I_and_K_0606.jpg

Inside The West London Wedding Of Hauser & Wirth’s Coolest Couple


He was the hotshot sales director. She was the model turned curator. It was only a matter of time before Isabella Bornholt and Kean Hughes became Hauser & Wirth’s coolest couple, and yet the scene of the proposal was the very antithesis of the west London gallery scene they call home. Nestled deep in Switzerland’s Engadin valley, Kean popped the question backdropped by Alpine mountains with a rose gold Oscar Saurin ring, furnished with clusters of white sapphires (Isabella’s birth stone) and morganite (the symbol for love). Isabella skipped the whole way back to base.

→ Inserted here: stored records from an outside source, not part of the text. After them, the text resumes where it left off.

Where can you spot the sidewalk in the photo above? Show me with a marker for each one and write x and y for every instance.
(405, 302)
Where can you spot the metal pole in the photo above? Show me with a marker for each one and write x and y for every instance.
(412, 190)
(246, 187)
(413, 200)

With the dynamic art world calendar making demands on their time, finding a wedding date proved tricky, but once St James’s Church – the gothic Spanish Place institution where Isabella’s parents and grandparents had wed – offered up 17 May as an option, the save the dates were sent. The Colombia, a Grade II listed Victorian townhouse peeping over Hyde Park, was equidistant from Isabella’s family home in Marylebone and Kean’s Notting Hill address, making it a no-brainer as a reception venue loaded with meaning. “I was dead set on my caterers being The Gatherers, as they are the only cooks who seem to know how to make restaurant-quality food en masse, so a venue with an in-house caterer was not going to cut it,” adds the bride, whose chef mother made a raspberry ripple cake that the couple cut with a sword.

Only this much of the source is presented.